Boye thus has revealed one of the preliminary questions he will be putting in the case in Friday's first session of the trial of Borràs, Herrero and Andreu Pujol. The prosecutor is asking for 6 years in prison and a 21-year ban on public office holding for Borràs and Herrero for the crimes of document falsification and abuse of authority. The defendants' appearances have been scheduled for February 20th, and the agreement between the two prosecution conducting the case and Herrero's defence is that he will plead guilty and give the details that the contracts were divided up into 18 invoices, adding up to 309,000 euros, on the instructions of the speaker and Junts party president, as shown in emails intercepted by the Mossos police, which the defence considers to be invalid.

"The only one putting up a defence"

In the submission to the court, to which ElNacional.cat has had access, Boye states that through the media "he became aware of the agreement reached between the public prosecutors and the defence teams of Isaías Herrero and Andreu Pujol with the aim of incriminating my representative, thus trying to save the case from the absence of evidence and the nullity of the proceedings". Initially, the pact that became known was that between the public prosecutor and Herrero, defended by lawyer Mariona Roig. Pujol, a friend of Herrero's, is accused of presenting a budget to the ILC, but he did not interact with Borràs and has no evidence against her. For Pujol, defended by Àlex Solà, the prosecutor is demanding three years in prison.

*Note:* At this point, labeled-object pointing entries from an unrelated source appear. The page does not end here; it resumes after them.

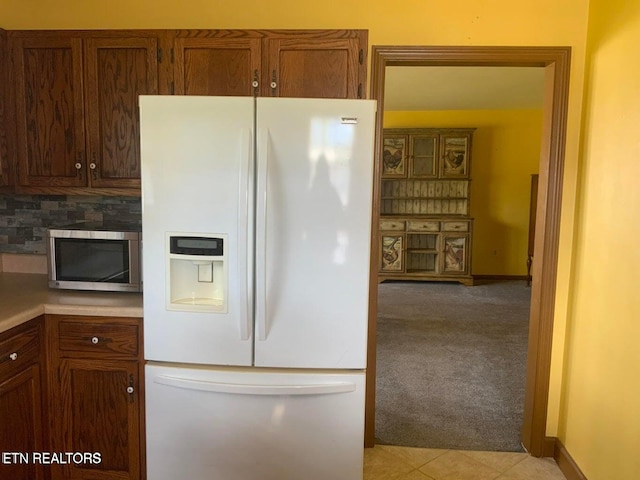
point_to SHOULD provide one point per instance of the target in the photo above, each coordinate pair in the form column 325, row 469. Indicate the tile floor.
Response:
column 385, row 462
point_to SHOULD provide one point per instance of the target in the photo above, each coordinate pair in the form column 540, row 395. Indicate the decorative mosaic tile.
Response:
column 24, row 219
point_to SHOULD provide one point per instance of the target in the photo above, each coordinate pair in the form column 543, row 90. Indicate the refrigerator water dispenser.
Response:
column 196, row 272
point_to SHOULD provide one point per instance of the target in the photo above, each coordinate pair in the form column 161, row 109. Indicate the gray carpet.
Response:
column 451, row 363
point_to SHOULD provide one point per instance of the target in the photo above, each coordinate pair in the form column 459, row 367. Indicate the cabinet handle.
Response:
column 255, row 84
column 95, row 340
column 92, row 166
column 78, row 164
column 130, row 389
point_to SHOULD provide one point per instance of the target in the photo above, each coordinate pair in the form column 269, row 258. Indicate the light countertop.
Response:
column 24, row 296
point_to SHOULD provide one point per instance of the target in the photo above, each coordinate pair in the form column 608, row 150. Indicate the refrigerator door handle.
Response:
column 255, row 389
column 244, row 242
column 263, row 153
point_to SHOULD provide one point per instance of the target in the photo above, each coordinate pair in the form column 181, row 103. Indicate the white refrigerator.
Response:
column 256, row 220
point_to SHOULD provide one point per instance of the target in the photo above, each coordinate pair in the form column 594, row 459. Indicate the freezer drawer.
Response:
column 237, row 424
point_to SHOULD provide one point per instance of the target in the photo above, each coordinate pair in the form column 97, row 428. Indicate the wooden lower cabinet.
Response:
column 96, row 373
column 22, row 426
column 426, row 249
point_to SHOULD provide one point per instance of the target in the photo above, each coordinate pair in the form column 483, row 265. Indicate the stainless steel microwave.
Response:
column 95, row 256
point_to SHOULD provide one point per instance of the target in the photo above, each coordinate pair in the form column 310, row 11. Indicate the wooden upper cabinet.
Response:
column 313, row 68
column 216, row 66
column 76, row 103
column 49, row 111
column 117, row 70
column 286, row 63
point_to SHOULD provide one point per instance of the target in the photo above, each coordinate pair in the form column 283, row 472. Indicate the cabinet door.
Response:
column 424, row 156
column 455, row 254
column 217, row 66
column 391, row 253
column 98, row 414
column 117, row 70
column 313, row 68
column 49, row 110
column 21, row 428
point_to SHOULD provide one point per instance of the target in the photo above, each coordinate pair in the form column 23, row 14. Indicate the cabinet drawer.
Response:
column 98, row 338
column 19, row 351
column 423, row 226
column 455, row 226
column 386, row 224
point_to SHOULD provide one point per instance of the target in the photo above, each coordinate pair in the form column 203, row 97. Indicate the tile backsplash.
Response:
column 25, row 218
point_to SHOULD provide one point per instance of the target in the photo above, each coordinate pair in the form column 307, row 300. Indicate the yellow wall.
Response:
column 506, row 151
column 600, row 421
column 410, row 22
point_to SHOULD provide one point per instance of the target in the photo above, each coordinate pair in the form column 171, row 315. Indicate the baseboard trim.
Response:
column 499, row 277
column 567, row 464
column 549, row 447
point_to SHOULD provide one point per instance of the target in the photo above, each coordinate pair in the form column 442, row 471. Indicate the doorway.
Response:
column 555, row 60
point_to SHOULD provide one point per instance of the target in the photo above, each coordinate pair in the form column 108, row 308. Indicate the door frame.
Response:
column 556, row 61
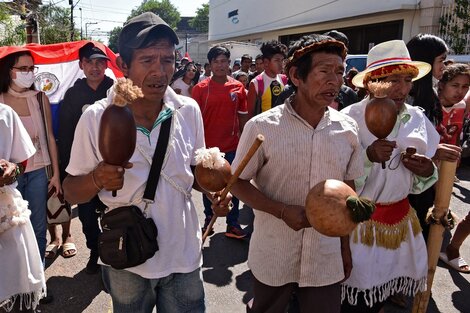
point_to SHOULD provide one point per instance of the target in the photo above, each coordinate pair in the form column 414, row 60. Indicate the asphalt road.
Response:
column 226, row 274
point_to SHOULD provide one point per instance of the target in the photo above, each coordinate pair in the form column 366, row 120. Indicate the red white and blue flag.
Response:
column 59, row 68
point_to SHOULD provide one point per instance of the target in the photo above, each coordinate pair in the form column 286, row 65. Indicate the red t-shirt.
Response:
column 220, row 105
column 452, row 123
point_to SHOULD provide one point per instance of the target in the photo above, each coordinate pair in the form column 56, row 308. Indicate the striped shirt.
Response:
column 293, row 158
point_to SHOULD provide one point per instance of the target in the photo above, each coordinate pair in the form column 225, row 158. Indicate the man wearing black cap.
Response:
column 171, row 279
column 84, row 92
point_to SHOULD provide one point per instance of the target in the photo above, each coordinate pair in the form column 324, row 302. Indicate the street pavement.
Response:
column 227, row 276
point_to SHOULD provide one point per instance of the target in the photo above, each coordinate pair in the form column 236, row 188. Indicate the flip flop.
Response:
column 51, row 251
column 67, row 249
column 457, row 264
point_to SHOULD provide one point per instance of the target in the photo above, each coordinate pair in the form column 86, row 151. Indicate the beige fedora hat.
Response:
column 393, row 52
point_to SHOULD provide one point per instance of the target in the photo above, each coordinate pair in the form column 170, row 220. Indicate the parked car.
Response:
column 459, row 58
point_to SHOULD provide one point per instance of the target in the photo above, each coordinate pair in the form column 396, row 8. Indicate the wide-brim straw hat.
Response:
column 393, row 52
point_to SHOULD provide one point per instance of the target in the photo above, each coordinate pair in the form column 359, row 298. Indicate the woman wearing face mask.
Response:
column 17, row 91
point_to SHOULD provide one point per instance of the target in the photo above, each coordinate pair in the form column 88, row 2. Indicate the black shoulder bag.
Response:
column 129, row 238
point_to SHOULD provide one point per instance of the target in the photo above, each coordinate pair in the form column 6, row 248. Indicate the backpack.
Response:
column 260, row 82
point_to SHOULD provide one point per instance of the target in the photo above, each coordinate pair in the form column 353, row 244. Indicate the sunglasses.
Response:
column 26, row 69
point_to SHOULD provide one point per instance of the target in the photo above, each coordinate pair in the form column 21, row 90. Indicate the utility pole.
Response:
column 81, row 24
column 72, row 30
column 86, row 28
column 71, row 20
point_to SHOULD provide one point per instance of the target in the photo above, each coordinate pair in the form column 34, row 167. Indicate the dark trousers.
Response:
column 89, row 218
column 421, row 203
column 268, row 299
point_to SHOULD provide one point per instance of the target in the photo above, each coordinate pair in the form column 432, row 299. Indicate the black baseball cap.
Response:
column 89, row 51
column 137, row 29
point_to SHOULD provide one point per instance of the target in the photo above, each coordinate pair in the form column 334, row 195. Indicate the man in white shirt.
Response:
column 171, row 279
column 306, row 142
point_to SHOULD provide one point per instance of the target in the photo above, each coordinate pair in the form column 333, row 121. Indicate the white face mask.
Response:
column 24, row 80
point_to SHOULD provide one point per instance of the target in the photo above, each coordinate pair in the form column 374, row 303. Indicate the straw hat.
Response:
column 393, row 52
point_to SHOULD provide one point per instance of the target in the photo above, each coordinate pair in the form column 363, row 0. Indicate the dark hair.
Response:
column 271, row 48
column 304, row 63
column 240, row 73
column 352, row 72
column 155, row 35
column 425, row 48
column 338, row 36
column 246, row 57
column 453, row 70
column 6, row 64
column 215, row 51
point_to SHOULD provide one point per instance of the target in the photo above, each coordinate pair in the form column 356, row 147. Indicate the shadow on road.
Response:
column 460, row 298
column 75, row 292
column 223, row 253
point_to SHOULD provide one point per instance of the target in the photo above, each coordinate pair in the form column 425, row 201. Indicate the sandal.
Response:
column 51, row 250
column 457, row 264
column 69, row 250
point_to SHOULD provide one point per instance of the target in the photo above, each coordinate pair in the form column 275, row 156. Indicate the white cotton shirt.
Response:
column 15, row 144
column 174, row 213
column 293, row 158
column 393, row 184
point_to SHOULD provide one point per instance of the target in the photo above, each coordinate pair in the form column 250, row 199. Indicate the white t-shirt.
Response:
column 180, row 84
column 15, row 143
column 174, row 213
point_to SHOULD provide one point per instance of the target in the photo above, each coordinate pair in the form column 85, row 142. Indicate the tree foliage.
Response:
column 113, row 38
column 201, row 21
column 164, row 8
column 54, row 24
column 456, row 26
column 11, row 32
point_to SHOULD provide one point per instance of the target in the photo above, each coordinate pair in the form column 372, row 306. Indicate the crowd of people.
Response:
column 312, row 115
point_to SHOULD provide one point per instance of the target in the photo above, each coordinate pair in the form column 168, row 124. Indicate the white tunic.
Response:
column 21, row 269
column 179, row 234
column 293, row 158
column 378, row 271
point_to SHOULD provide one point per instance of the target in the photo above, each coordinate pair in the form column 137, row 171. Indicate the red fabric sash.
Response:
column 391, row 213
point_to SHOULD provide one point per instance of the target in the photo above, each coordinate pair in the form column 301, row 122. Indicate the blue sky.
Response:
column 108, row 14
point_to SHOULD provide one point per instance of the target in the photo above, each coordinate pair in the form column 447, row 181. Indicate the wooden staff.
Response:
column 441, row 205
column 258, row 141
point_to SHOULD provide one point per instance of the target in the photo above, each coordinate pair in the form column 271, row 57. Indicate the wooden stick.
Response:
column 441, row 205
column 258, row 141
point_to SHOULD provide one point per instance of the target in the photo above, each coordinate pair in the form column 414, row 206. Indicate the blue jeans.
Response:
column 89, row 218
column 178, row 292
column 33, row 188
column 232, row 216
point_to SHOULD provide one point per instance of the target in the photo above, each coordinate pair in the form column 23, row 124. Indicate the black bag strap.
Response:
column 157, row 160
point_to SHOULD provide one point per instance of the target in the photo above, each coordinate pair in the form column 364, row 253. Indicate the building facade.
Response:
column 366, row 23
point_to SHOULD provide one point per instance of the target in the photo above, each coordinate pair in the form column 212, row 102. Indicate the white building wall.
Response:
column 246, row 18
column 410, row 26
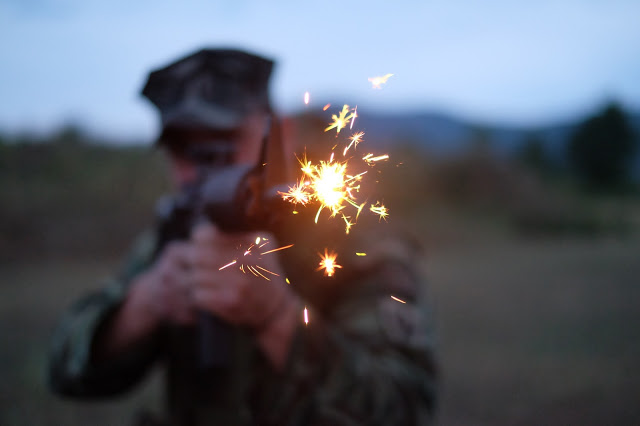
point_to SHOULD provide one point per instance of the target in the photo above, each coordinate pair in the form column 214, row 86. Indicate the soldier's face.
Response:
column 189, row 151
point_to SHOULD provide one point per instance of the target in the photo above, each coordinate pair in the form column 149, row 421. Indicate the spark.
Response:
column 355, row 114
column 278, row 249
column 328, row 263
column 331, row 184
column 355, row 139
column 369, row 158
column 297, row 193
column 251, row 252
column 380, row 210
column 341, row 120
column 376, row 82
column 233, row 262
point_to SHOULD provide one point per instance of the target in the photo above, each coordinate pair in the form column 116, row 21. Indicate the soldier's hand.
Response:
column 166, row 286
column 237, row 297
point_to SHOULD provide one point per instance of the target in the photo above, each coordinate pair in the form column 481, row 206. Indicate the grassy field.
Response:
column 531, row 332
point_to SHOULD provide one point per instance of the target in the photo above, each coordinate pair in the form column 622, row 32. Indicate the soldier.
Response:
column 363, row 358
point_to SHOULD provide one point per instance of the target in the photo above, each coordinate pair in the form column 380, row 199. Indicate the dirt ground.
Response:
column 531, row 332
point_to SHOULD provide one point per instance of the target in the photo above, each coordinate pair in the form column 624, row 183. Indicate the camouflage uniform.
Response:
column 363, row 358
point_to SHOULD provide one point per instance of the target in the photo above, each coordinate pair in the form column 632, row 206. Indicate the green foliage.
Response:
column 602, row 150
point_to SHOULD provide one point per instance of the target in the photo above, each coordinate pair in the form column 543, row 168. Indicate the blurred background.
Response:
column 514, row 135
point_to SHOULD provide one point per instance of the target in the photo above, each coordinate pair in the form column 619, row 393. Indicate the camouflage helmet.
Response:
column 210, row 89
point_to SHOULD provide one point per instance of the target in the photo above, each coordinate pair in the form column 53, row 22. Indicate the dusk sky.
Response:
column 516, row 63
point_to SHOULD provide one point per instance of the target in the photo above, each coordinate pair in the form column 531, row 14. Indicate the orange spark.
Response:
column 233, row 262
column 341, row 120
column 355, row 139
column 376, row 82
column 278, row 249
column 251, row 265
column 369, row 158
column 328, row 263
column 355, row 114
column 380, row 210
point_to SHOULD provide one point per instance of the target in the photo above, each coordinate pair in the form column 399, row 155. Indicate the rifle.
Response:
column 235, row 198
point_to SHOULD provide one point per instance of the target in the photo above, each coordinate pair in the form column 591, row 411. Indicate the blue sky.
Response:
column 519, row 63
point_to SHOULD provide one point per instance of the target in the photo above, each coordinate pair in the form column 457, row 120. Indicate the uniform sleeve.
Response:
column 371, row 361
column 72, row 371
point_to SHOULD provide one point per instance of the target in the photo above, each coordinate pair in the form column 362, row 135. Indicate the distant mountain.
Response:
column 444, row 134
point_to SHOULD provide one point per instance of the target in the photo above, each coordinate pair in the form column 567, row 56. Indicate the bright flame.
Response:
column 328, row 263
column 376, row 82
column 341, row 120
column 330, row 184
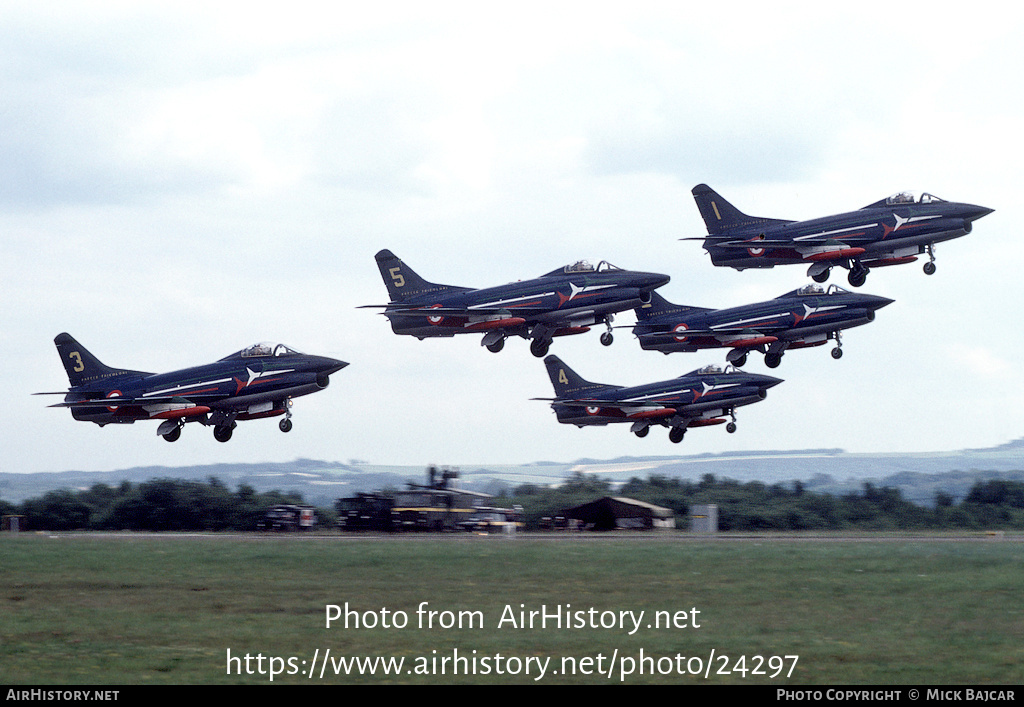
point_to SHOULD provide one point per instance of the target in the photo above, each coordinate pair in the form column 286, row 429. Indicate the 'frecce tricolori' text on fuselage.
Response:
column 564, row 301
column 698, row 399
column 810, row 316
column 258, row 381
column 890, row 232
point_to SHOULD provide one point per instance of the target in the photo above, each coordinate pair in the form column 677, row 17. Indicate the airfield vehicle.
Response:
column 433, row 506
column 289, row 517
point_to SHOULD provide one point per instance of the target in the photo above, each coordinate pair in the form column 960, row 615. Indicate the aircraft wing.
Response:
column 651, row 408
column 137, row 402
column 456, row 312
column 733, row 336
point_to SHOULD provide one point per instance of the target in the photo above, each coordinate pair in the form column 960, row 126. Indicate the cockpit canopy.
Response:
column 711, row 368
column 905, row 198
column 817, row 290
column 587, row 266
column 909, row 198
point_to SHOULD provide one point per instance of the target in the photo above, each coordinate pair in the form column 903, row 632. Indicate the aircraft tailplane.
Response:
column 83, row 367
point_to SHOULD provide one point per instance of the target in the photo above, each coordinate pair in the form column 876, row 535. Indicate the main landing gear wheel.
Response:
column 930, row 265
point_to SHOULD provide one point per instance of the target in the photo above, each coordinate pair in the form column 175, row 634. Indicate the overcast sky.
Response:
column 178, row 180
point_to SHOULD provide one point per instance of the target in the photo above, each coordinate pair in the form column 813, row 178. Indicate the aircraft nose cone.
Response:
column 330, row 366
column 976, row 212
column 652, row 281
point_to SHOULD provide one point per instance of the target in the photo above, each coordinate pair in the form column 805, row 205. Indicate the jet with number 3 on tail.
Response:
column 259, row 381
column 564, row 301
column 698, row 399
column 810, row 316
column 891, row 232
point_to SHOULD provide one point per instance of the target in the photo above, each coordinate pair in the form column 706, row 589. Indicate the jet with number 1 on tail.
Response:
column 258, row 381
column 698, row 399
column 562, row 302
column 891, row 232
column 810, row 316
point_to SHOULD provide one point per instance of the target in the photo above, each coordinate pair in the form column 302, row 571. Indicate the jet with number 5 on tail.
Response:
column 564, row 301
column 808, row 317
column 698, row 399
column 891, row 232
column 259, row 381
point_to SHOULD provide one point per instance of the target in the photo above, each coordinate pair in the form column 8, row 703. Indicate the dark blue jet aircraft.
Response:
column 565, row 301
column 890, row 232
column 695, row 400
column 808, row 317
column 255, row 382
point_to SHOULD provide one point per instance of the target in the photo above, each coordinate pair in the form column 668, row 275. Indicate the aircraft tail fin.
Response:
column 568, row 383
column 402, row 283
column 720, row 216
column 83, row 367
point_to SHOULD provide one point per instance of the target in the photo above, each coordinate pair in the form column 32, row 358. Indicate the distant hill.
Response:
column 919, row 476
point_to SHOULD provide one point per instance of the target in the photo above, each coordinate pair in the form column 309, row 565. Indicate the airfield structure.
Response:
column 436, row 505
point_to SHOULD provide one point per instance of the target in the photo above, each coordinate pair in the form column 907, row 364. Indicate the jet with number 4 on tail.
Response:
column 564, row 301
column 698, row 399
column 891, row 232
column 259, row 381
column 810, row 316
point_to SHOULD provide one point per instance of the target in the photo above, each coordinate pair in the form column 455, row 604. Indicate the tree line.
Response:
column 161, row 504
column 169, row 504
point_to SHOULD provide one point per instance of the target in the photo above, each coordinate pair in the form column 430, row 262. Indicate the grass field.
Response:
column 142, row 610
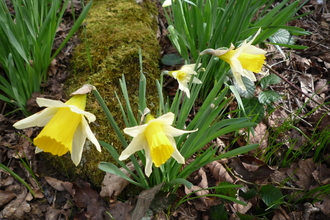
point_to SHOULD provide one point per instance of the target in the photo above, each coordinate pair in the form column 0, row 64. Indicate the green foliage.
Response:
column 254, row 109
column 198, row 24
column 26, row 42
column 210, row 122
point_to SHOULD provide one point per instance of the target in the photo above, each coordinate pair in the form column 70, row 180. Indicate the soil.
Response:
column 304, row 72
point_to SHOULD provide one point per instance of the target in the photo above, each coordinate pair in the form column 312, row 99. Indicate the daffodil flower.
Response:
column 65, row 127
column 167, row 3
column 156, row 138
column 183, row 76
column 243, row 60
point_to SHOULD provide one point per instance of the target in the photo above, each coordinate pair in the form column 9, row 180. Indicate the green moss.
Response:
column 115, row 29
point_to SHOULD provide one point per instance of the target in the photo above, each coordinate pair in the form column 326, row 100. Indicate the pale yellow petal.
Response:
column 90, row 135
column 136, row 145
column 171, row 131
column 135, row 131
column 42, row 102
column 167, row 3
column 196, row 81
column 78, row 143
column 249, row 74
column 176, row 154
column 167, row 118
column 56, row 137
column 148, row 166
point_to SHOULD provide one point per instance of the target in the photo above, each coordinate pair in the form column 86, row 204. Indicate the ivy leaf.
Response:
column 268, row 80
column 267, row 97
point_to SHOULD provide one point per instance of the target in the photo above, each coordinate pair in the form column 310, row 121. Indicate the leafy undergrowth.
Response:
column 287, row 177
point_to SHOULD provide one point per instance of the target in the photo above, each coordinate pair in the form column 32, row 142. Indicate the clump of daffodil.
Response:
column 183, row 76
column 156, row 138
column 65, row 127
column 243, row 60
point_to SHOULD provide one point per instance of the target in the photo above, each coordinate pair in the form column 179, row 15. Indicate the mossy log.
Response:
column 114, row 31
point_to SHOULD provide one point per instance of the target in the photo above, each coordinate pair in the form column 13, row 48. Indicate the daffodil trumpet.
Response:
column 183, row 76
column 65, row 127
column 156, row 138
column 244, row 60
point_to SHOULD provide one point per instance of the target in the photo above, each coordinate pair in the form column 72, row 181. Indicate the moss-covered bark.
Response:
column 115, row 29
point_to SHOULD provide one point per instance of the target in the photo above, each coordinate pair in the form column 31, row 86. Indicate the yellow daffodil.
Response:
column 243, row 60
column 167, row 3
column 156, row 137
column 65, row 127
column 183, row 76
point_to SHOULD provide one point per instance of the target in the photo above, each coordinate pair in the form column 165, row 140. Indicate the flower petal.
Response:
column 167, row 3
column 136, row 145
column 148, row 166
column 39, row 119
column 176, row 154
column 174, row 132
column 184, row 87
column 196, row 80
column 90, row 117
column 167, row 118
column 90, row 134
column 42, row 102
column 249, row 74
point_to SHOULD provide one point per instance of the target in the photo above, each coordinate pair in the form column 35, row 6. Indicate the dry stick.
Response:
column 291, row 84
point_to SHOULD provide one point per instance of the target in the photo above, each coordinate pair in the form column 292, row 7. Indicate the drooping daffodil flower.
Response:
column 167, row 3
column 243, row 60
column 65, row 127
column 183, row 76
column 156, row 138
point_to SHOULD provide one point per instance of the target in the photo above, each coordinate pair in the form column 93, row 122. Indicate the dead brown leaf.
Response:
column 18, row 207
column 250, row 168
column 112, row 185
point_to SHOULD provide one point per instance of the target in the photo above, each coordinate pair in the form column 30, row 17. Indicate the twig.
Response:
column 291, row 84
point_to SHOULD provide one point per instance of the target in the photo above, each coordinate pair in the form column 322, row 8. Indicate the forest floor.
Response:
column 307, row 72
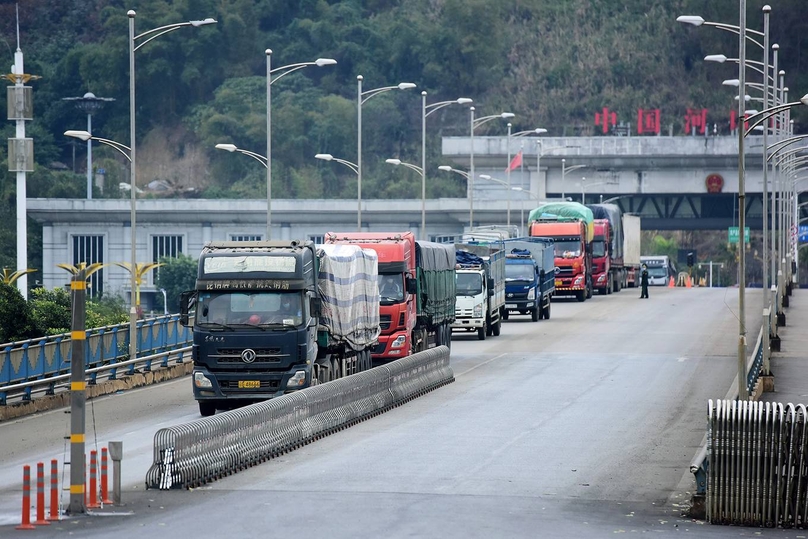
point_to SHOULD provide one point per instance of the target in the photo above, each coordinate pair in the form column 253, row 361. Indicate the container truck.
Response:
column 271, row 317
column 417, row 291
column 480, row 272
column 529, row 277
column 631, row 249
column 570, row 226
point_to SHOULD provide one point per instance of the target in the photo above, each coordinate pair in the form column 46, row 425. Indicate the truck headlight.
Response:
column 298, row 380
column 201, row 381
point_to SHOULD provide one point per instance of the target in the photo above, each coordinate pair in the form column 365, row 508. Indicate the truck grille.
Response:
column 262, row 355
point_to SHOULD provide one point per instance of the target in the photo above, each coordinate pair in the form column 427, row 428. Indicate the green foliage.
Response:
column 16, row 320
column 175, row 276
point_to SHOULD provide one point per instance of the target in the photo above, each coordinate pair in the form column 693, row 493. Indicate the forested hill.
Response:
column 554, row 63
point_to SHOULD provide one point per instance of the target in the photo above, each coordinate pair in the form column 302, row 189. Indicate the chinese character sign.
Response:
column 696, row 119
column 647, row 121
column 606, row 119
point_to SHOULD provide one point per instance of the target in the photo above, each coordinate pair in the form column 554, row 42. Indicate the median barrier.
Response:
column 207, row 449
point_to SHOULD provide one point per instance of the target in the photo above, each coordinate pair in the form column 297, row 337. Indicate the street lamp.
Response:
column 536, row 131
column 564, row 170
column 426, row 110
column 89, row 104
column 361, row 98
column 466, row 175
column 473, row 124
column 282, row 71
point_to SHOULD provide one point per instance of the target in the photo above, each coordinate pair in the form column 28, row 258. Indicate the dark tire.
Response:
column 207, row 408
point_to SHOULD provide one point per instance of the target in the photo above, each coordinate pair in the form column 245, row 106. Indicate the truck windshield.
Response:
column 391, row 288
column 519, row 272
column 567, row 249
column 228, row 309
column 469, row 284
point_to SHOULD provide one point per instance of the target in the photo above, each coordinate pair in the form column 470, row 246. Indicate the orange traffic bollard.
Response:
column 93, row 504
column 26, row 500
column 105, row 476
column 40, row 495
column 54, row 509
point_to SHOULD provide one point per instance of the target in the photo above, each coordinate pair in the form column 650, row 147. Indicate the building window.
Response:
column 164, row 247
column 246, row 237
column 90, row 250
column 443, row 238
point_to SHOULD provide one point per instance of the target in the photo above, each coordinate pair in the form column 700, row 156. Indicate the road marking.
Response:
column 480, row 365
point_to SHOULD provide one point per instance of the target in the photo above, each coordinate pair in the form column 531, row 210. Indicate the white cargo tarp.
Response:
column 349, row 290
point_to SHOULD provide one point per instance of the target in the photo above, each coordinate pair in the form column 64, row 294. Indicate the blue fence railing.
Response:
column 47, row 357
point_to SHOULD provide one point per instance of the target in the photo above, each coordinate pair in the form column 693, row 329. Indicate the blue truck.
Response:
column 529, row 277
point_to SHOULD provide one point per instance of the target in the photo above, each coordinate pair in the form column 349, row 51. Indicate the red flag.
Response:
column 516, row 162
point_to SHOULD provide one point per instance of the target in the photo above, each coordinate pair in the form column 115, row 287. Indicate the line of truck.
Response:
column 270, row 317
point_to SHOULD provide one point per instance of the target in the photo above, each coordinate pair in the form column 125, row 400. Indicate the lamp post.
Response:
column 426, row 110
column 89, row 104
column 473, row 124
column 420, row 171
column 361, row 98
column 536, row 131
column 284, row 70
column 466, row 175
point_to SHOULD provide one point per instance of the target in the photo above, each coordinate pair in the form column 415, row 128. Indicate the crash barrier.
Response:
column 758, row 364
column 757, row 455
column 43, row 364
column 195, row 453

Gonzalo Boye explains that "the only way to guarantee Borràs's right to a legal defence is for her to appear last, both in the preliminary questions and throughout the court session" because, according to him, "in real terms [hers] is the only defence since she is being accused by the other parties". Boye states that "in the face of this new procedural scenario in which the co-accused have modified their defence approaches", he argues that as Borràs's lawyer he must take part last in the sequence in order to "defend her against accusations that are obviously compensated, given benefits or paid off, as will be those who carry them out".

For all of these reasons, the lawyer asks the court, presided over by judge Jesús María Barrientos, to guarantee her the right to a defence and allow him as her lawyer to appear last in the sequence throughout the trial, both in the preliminary questions and the interrogations. Usually, the public prosecutor always takes part first, followed by other prosecutions and then the defence lawyers. In the case of interrogations of the accused, the lawyer of the person testifying always asks questions last.